LETTER: The student loan problem

by · Las Vegas Review-Journal

In response to Megan McArdle’s Sunday commentary about the national debt, “America’s most boring nightmare”:

I have for some time been suggesting to dozens of federal politicians a way of dealing with a “small” portion of the national debt, specifically the student loan deficit of approximately $1.8 trillion. My proposal is to retroactively reduce the interest rate on all student loans to 1 percent from the current 3.1 percent to 8.1 percent. This would immediately reduce everybody’s balances and very likely increase the amount of student loans that are paid back rather than written off. Because after 10, 20, or 25 years of making minimal monthly payments based on 10 percent of net income, many of these loans are written off, thereby increasing the deficit.

Doing this would not incur losses to the government nor write off any student loans.

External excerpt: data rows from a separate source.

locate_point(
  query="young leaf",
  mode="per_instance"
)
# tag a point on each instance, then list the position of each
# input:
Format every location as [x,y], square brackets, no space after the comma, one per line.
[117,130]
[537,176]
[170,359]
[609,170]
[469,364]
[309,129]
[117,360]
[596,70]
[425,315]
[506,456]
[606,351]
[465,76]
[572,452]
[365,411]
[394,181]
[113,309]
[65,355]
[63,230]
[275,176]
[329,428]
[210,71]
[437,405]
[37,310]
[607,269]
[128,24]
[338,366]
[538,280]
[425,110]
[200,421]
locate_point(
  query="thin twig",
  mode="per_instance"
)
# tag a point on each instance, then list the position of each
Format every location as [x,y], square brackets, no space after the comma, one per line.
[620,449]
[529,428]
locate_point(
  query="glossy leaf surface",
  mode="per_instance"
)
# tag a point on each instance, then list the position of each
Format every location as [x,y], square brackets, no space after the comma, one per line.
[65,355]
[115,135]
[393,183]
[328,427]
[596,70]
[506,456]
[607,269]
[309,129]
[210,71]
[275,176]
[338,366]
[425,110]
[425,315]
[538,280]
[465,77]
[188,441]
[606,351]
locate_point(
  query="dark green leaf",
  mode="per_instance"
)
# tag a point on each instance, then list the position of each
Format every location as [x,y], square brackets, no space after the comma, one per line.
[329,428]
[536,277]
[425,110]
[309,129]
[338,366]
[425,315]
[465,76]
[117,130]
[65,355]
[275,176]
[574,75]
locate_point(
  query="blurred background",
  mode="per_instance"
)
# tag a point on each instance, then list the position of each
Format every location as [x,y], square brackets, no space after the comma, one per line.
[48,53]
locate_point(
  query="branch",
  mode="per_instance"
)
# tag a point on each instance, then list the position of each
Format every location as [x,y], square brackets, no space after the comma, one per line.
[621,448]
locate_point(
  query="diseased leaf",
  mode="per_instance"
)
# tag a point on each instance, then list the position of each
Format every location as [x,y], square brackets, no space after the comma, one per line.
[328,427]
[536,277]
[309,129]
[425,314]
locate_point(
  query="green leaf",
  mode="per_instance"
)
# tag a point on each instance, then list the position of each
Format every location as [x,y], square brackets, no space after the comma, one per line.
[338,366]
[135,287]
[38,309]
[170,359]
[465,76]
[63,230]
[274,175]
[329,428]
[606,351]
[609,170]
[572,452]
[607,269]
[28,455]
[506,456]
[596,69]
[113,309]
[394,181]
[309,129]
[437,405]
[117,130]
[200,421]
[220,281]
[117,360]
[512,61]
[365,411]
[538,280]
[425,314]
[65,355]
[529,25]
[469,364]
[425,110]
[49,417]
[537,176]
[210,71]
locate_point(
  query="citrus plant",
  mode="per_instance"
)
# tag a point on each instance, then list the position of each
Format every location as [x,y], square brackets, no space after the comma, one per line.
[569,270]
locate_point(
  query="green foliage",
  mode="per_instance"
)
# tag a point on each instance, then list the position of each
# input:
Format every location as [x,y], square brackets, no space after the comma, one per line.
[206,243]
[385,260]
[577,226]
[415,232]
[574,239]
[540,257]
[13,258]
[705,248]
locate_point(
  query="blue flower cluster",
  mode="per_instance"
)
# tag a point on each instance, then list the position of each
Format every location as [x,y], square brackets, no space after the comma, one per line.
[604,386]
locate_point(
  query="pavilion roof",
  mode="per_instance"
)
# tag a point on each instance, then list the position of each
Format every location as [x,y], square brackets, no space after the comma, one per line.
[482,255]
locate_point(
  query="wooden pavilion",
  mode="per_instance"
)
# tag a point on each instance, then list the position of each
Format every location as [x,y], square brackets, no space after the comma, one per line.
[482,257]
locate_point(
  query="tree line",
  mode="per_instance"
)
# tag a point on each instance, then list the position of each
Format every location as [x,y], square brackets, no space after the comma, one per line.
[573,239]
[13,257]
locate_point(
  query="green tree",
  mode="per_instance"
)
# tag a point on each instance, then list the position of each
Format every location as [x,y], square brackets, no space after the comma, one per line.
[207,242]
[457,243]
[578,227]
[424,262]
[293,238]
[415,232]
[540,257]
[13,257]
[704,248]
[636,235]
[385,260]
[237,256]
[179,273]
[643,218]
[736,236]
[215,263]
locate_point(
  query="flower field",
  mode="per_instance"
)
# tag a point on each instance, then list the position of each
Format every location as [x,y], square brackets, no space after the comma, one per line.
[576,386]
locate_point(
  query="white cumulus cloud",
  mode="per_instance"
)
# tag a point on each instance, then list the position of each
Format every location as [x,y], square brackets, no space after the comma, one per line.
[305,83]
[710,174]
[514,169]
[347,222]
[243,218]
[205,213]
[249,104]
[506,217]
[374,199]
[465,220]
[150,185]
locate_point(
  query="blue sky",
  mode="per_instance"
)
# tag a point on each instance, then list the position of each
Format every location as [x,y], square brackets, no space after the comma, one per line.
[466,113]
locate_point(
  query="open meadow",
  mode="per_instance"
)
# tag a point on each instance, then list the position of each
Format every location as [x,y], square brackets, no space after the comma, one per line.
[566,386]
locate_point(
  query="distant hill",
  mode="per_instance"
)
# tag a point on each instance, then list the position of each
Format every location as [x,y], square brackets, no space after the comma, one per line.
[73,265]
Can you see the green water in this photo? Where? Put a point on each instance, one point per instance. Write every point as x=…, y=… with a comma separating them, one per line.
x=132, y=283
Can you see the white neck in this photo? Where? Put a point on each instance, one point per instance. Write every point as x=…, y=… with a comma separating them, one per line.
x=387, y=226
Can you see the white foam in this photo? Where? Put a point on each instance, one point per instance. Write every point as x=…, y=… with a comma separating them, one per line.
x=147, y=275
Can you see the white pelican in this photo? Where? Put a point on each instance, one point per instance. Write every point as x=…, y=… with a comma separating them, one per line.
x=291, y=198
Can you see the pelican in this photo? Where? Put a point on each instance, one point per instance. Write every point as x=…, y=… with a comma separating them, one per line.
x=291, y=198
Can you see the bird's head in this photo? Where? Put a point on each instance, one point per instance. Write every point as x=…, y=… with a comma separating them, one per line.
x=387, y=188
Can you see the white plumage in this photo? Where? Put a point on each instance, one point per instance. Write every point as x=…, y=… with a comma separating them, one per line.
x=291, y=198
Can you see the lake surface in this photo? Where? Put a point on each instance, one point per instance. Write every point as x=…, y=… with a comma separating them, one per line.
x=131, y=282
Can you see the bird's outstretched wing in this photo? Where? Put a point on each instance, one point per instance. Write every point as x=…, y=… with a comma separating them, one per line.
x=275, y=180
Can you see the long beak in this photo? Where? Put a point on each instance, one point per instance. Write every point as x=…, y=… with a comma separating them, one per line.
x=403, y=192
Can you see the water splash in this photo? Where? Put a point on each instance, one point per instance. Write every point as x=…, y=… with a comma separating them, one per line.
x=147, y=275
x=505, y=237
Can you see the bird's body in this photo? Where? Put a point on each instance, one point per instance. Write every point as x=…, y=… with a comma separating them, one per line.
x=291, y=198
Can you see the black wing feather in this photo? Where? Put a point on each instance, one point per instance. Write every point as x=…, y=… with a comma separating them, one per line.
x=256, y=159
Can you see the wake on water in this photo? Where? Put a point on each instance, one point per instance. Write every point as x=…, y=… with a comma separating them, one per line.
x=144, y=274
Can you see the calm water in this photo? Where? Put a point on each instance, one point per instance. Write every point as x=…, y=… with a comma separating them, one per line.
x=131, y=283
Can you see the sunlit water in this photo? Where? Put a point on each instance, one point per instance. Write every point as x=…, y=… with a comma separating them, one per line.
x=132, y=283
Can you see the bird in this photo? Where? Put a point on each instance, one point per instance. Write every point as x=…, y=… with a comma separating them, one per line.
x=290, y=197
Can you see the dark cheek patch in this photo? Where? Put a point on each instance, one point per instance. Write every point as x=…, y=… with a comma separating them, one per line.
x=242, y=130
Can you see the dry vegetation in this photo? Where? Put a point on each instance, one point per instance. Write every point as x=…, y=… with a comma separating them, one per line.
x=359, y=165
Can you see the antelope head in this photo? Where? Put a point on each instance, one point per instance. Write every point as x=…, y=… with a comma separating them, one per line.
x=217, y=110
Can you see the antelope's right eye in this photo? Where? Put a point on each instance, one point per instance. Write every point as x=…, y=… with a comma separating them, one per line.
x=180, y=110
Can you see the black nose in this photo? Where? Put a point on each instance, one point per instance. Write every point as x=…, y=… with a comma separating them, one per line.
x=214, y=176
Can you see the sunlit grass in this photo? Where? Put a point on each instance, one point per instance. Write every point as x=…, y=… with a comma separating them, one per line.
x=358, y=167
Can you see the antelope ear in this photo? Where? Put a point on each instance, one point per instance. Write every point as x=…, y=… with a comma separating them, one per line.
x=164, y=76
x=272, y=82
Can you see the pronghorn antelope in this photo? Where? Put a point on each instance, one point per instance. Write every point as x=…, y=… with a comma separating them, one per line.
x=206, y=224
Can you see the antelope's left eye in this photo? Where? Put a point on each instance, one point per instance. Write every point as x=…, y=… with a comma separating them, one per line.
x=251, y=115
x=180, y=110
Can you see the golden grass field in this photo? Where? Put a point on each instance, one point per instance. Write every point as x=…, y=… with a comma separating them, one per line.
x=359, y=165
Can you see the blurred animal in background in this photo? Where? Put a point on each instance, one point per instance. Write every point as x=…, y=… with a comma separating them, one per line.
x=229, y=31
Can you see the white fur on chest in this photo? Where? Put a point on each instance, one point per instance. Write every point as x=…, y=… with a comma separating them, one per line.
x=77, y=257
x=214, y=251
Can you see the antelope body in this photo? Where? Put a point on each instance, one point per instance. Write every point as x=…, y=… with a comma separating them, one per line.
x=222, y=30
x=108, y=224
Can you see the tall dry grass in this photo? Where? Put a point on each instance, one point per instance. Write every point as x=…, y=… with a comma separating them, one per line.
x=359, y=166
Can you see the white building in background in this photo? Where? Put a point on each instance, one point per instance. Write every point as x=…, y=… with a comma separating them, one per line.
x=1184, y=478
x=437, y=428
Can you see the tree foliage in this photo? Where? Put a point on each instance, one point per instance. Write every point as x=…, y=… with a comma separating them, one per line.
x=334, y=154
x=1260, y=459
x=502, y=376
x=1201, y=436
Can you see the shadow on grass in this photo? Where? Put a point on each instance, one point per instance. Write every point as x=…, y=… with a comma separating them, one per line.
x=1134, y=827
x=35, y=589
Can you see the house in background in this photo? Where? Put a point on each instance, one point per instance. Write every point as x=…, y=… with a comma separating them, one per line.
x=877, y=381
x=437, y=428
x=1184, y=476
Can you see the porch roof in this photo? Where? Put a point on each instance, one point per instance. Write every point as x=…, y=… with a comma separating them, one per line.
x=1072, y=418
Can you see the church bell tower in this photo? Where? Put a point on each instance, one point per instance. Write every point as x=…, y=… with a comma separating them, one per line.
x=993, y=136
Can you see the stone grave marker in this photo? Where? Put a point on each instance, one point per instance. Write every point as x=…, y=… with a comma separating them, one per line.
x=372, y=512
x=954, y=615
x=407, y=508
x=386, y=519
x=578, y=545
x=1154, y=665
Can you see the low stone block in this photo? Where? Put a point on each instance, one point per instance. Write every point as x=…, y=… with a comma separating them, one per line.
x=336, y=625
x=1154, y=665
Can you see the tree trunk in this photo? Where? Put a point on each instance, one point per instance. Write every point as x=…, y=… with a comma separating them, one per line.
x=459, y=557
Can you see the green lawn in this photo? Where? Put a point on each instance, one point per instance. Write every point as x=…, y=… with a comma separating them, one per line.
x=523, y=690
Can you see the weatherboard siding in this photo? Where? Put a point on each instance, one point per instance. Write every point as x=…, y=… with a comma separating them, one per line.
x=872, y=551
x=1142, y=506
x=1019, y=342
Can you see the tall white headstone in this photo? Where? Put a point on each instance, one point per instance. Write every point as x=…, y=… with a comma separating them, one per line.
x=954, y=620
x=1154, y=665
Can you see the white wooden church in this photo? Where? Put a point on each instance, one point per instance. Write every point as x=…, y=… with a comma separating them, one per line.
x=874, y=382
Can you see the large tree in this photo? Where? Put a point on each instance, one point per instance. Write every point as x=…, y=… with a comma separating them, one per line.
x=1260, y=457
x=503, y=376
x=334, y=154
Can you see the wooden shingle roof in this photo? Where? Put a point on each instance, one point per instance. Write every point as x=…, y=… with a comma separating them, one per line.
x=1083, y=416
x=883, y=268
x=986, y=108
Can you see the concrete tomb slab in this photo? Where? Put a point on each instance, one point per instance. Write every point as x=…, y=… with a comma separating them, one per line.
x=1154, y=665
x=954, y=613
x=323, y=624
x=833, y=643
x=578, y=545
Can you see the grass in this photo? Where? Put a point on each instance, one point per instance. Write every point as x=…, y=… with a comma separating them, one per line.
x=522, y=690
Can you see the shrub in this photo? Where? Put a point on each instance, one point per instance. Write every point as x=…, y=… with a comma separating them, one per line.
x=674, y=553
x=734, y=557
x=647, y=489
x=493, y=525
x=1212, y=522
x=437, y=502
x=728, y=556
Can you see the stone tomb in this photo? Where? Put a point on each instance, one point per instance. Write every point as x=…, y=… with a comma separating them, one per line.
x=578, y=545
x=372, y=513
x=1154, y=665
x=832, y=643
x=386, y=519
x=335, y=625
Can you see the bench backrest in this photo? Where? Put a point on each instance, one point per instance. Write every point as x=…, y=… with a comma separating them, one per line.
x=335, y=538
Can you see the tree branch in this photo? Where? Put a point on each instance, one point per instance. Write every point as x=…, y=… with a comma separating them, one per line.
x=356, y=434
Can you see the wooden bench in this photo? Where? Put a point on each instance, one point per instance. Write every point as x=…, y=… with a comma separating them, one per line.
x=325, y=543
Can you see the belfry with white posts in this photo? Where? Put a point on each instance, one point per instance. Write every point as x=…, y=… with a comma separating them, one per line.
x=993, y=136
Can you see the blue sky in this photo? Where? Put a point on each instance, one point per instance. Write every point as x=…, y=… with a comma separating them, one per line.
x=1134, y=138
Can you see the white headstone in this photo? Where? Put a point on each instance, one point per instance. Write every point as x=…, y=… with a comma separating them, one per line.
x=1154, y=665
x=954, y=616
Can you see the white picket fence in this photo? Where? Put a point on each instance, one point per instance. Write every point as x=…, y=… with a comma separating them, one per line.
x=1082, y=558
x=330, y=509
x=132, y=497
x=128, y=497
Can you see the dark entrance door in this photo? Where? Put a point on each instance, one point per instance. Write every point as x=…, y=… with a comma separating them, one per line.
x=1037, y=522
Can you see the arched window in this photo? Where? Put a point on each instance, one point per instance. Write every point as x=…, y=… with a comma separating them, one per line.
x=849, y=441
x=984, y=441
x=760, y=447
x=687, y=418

Accountants agree this would instead be a reduction of expected income rather than a write-off, like a bank choosing to lower an individual’s mortgage rate. The bank still earns money, just not as much, although the analogy is that the government would not be writing off as much as it used to. Why is Congress charging students so much that it creates this huge student loan deficit? Shouldn’t the intent of the program be to help students and not coincidentally create a huge deficit?

This should be a bipartisan effort as it has something for both parties, i.e. easing of student loan debt and reduction of the student loan deficit. But sadly, there has been virtually zero response from said politicians.